[Interview] Matt Savage, ou l’enthousiasme infaillible
Il est probablement le non-joueur le plus célèbre de la planète poker. Depuis plus de 30 ans, Matt Savage travaille sans relâche, en coulisses comme sous les spotlights, pour faire grandir le poker. Depuis ses débuts en Californie en tant que croupier jusqu'à la tête du World Poker Tour, en passant par les WSOP, le Commerce Casino de Los Angeles, la fondation de la Tournament Director Association, et l'organisation de plusieurs des plus gros évènements de l'histoire du poker, ses efforts pour améliorer les règlementations et organisations des tournois ont eu une influence durable sur l'industrie du poker. Passionné comme au premier jour, Savage continue aujourd'hui d'être disponible 24 heures sur 24 ou presque, à la disposition d'une communauté qui ne cesse jamais de solliciter ses avis et arbitrages. Rencontre avec un infatigable serviteur du poker.Commençons par évoquer ce WPT World Championship. On a vu défiler plus de 10 000 inscrits sur le tournoi Prime à 1 1000 $, et le tournoi principal à 10 400 $ est en train de cartonner [cette interview a été réalisé alors que le Day 1C venait de débuter, NDLR]… J'imagine que du côté de l'orga, tout le monde est très content.

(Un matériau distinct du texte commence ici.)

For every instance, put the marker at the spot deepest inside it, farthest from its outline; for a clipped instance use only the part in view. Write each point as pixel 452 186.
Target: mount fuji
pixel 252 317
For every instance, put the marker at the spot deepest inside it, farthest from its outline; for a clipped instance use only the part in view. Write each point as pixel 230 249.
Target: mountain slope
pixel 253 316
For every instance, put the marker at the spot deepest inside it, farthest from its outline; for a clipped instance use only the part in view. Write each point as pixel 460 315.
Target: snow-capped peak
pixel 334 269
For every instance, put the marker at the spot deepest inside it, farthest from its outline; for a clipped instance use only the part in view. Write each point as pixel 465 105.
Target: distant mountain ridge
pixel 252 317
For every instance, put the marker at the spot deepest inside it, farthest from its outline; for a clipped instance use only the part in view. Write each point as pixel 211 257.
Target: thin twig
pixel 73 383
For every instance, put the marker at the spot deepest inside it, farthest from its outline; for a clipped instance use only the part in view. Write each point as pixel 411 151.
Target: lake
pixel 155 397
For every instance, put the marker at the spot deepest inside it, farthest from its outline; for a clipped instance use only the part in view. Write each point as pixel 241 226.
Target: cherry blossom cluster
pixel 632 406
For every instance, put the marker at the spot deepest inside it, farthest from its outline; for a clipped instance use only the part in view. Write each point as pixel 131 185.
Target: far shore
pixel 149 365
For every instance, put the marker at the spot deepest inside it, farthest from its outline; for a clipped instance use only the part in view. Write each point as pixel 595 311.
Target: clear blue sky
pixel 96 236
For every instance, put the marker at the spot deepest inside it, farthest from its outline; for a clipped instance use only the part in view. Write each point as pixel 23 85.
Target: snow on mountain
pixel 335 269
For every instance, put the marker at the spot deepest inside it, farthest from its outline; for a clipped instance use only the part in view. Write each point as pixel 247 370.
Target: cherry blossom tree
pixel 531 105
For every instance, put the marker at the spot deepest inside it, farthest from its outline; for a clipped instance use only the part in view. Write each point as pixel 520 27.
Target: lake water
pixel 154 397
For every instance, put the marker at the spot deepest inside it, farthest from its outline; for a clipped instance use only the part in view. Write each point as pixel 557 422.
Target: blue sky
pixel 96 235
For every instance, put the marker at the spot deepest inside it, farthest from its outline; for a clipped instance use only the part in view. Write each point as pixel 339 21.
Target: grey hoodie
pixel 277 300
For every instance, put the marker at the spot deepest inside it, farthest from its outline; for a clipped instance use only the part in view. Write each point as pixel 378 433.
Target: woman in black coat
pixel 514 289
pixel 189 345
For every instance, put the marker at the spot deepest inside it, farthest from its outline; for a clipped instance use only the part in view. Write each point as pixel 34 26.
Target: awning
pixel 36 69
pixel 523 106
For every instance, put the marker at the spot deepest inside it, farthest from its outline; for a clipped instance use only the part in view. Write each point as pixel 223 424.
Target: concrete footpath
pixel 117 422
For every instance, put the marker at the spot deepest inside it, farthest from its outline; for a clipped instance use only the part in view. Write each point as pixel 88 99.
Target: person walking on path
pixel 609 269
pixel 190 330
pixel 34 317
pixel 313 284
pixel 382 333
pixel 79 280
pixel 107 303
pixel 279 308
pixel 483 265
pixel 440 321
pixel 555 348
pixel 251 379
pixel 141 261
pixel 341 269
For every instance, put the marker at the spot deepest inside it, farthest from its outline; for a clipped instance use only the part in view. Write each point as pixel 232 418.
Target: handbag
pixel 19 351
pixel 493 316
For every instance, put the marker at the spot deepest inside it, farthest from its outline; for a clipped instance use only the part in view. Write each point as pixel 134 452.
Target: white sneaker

Totalement. Le fait d'avoir réussi à doubler la dotation garantie sur le WPT Prime [plus de 10 millions contre 5 millions annoncés, NDLR] nous rend très heureux. Mais au-delà des chiffres, je retiens le fait que les joueurs ont l'air très satisfaits. Même ceux qui ont sauté du tournoi viennent nous voir pour dire « Merci, c'était génial, j'ai hâte de le refaire l'an prochain. » C'est un succès qui tire vers le haut la marque World Poker Tour dans son ensemble. J'adore le fait que nous soyons une organisation mondiale. Le WPT m'a fait voyager sur six continents ! C'est ça qui est le plus important pour moi depuis toujours : faire croître le poker partout dans le monde.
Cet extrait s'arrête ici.